Neal Armstrong. Summary of First Quantum Offer for Inmet under Unsolicited Bids.
CRA finds that treaty-exempt mark-to-market gains or losses on shares are not qualifying income or losses for foreign tax credit purposes
CRA found that a Canadian insurance company would not have been able to claim foreign tax credits for U.S. withholding tax on dividends paid on its portfolio investments in shares of U.S. companies in the absence of the Canada-U.S. Treaty, as the dividends were from a Canadian source (its Canadian insurance business). CRA went on to indicate that the company was entitled to foreign tax credits by virtue of Article XXIV of the Treaty, which deemed both the dividends and the company's mark-to-market gains or losses on the shares to be income from a Canadian source.
CRA went on to find that in applying the formula to calculate the foreign tax credit, the (income account) mark-to-market gains or losses on the shares were to be ignored as they were deemed to be a separate source of (Treaty-exempt) income under s. 126(6)(c). Accordingly, only the dividends on the shares were "qualifying income" for purposes of the formula. This helped the insurance company in this case, as it had mark-to-market losses for the year in question.
Although FBAR forms and penalties are administered through the IRS, CRA considers FBAR penalties not to be in respect of US taxes owing - a position based mainly on the FBAR penalties being imposed under the U.S. Bank Secrecy Act. Therefore, CRA does not consider itself obligated to collect such penalties under Article XXVI-A of the Canada-U.S. Tax Convention. This reasoning probably applies to other penalties that are not imposed under the Internal Revenue Code.
After surviving a 17-day trial focused on whether s. 160 applied to the transfer of substantial blocks of shares of penny stock by an executive of the company in question to his common law wife, D'Arcy J. accepted the valuation of the transferred shares in the Crown's valuation report - which valued the shares at each transfer time at their 5-day VWAP, and applied a discount ranging from 1.3% to 3.6% to reflect that it would take up to 44 days to sell-off each transferred block.
Neal Armstrong. Summary of Shulkov v. The Queen, 2012 TCC 247 under General Concepts - Fair Market Value - Shares.
CRA ruling appears to accept that partnership loss or income can be allocated disproportionately to the capital accounts
In order to be allocated a portion of the losses of a partially-owned subsidiary, the subsidiary will roll its business into a newly-formed subsidiary LP for Class A units, and the majority shareholder then will fund the LP's need for additional capital by subscribing directly for Class B units with the same per-unit income entitlement. Although the ruling letter is ambiguously drafted on the point, CRA appears to have accepted that loss (or income) will be allocated between the Class A and B unitholders in proportion to their respective number of units, even though capital distributions (i.e., in excess of income) can be made disproportionately on the Class A and B units.

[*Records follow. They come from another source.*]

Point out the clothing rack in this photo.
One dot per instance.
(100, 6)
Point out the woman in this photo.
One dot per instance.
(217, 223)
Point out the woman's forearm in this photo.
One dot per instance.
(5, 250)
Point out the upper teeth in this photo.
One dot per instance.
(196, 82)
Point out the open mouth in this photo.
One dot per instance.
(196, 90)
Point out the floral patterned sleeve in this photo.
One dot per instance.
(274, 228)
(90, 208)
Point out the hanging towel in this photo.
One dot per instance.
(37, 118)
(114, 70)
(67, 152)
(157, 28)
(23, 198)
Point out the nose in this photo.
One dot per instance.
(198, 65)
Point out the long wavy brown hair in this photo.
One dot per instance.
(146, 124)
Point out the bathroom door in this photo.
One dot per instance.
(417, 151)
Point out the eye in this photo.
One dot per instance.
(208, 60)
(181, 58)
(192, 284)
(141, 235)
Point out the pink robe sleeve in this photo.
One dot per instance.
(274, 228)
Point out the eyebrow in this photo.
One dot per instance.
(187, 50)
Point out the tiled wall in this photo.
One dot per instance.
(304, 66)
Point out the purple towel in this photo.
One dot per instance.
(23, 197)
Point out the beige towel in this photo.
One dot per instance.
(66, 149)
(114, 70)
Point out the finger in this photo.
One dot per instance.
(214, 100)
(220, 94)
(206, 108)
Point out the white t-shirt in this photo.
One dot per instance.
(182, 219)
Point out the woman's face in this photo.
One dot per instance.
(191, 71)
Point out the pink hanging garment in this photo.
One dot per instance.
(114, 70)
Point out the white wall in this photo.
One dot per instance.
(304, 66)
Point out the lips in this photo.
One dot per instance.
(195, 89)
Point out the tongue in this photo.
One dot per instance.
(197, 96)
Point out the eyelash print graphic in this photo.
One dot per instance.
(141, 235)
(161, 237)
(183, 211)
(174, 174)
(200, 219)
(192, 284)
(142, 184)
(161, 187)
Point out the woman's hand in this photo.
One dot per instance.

CRA found that a non-profit organization, which had made a significant investment in a taxable corporation and which paid substantial management fees to its non-profit sole member corporation, was almost certainly ineligible for the s. 149(1)(l) exemption. The management fees, which were well in excess of any management costs of the sole member, were treated effectively as profit distributions for the benefit of the member - and it was irrelevant that the member itself was an NPO.
CRA's conclusion is consistent with other recent positions it has taken pursuant to its "NPO project," which are based inter alia on CRA's position that Woodward's establishes that "if the objectives of the organization cannot be achieved without the making of a profit, then the organization must be organized and operated for the purpose of profit."